A second order reaction of the type A+B>P was carried out in a solution that was initially .075 mol dm-3 in A and .03 mol dm-3 in B. After 1 hour, the concentration of A had fallen to .02 mol dm-3. a. Calculate the rate constant. b. What is the half life of the reactant?
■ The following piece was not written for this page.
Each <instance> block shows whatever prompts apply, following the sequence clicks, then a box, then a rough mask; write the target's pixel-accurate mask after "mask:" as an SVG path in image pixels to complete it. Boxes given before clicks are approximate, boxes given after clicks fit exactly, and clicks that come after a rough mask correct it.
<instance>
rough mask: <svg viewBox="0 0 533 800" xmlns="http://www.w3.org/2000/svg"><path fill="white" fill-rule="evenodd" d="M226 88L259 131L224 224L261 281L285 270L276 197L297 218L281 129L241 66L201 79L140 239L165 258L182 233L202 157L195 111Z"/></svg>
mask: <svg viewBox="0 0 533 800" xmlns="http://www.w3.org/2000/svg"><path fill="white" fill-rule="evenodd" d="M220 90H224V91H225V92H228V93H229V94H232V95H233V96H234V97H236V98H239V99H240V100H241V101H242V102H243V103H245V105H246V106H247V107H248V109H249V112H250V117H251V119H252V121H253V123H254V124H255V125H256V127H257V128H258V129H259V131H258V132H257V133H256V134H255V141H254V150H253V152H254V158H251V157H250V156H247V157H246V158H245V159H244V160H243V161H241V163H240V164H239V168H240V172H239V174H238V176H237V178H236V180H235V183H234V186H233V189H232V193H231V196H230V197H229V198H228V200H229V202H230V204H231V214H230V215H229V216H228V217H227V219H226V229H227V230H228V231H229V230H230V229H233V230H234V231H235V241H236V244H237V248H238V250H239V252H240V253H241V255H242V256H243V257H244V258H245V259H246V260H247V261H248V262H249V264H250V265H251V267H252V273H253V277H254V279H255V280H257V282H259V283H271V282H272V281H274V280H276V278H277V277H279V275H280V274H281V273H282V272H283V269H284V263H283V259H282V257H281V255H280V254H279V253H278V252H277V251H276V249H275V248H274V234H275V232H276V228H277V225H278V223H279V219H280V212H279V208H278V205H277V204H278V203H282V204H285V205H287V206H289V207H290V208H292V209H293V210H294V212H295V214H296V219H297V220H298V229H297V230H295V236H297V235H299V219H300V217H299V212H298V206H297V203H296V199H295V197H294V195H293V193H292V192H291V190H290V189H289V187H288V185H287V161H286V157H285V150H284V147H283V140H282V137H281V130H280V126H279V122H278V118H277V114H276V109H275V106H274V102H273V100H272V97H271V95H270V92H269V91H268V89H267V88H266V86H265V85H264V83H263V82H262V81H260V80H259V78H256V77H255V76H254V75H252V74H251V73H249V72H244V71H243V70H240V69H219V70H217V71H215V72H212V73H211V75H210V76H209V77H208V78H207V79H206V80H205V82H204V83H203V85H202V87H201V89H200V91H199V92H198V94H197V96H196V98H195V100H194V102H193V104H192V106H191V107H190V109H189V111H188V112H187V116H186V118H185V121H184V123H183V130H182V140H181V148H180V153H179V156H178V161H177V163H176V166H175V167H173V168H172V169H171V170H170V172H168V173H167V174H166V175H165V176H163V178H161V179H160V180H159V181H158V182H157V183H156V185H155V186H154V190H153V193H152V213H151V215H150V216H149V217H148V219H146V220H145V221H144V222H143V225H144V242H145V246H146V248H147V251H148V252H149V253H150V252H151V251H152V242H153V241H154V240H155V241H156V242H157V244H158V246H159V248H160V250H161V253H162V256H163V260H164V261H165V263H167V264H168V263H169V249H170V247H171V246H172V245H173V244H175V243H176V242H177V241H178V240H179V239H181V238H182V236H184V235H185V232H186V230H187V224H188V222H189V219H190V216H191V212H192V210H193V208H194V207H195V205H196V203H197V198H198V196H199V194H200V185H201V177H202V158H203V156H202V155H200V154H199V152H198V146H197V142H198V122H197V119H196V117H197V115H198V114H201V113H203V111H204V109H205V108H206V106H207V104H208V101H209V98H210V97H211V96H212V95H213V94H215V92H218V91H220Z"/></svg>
Answers: a. 16.2 dm3mol-hr-, 4.5E-3 dm3mol-s- b. 5.1E3s, 2.1E3 s

Answer 1

The rate constant of the reaction is
`1.0185* 10^(-2) dm^3/ mol s`.

`1.31* 10^3 s` is the half life of the reactant.

Step-by-step explanation:

A+B → P

Integrated rate law for second order kinetics is given by:

`(1)/(A)=kt+(1)/(A_0)`

A = concentration left after time t =
`0.02 mol /dm^3`

`A_o` = Initial concentration =
`0.075 mol /dm^3`

t = 1 hour = 3600 seconds

`(1)/(0.02 mol /dm^3)=k* 3600 s+(1)/(0.075 mol /dm^3)`

`k=(1)/(3600 s)* ((1)/(0.02 mol /dm^3)-(1)/(0.075 mol /dm^3))`

`k = 1.0185* 10^(-2) dm^3/ mol s`

Half life for second order kinetics is given by:

`t_{(1)/(2)}=(1)/(k* a_0)`

`t_{(1)/(2)}=(1)/(1.0185* 10^(-2) dm^3/ mol s* 0.075 mol /dm^3)=1.31* 10^3 s`

The rate constant of the reaction is
`1.0185* 10^(-2) dm^3/ mol s`.

`1.31* 10^3 s` is the half life of the reactant.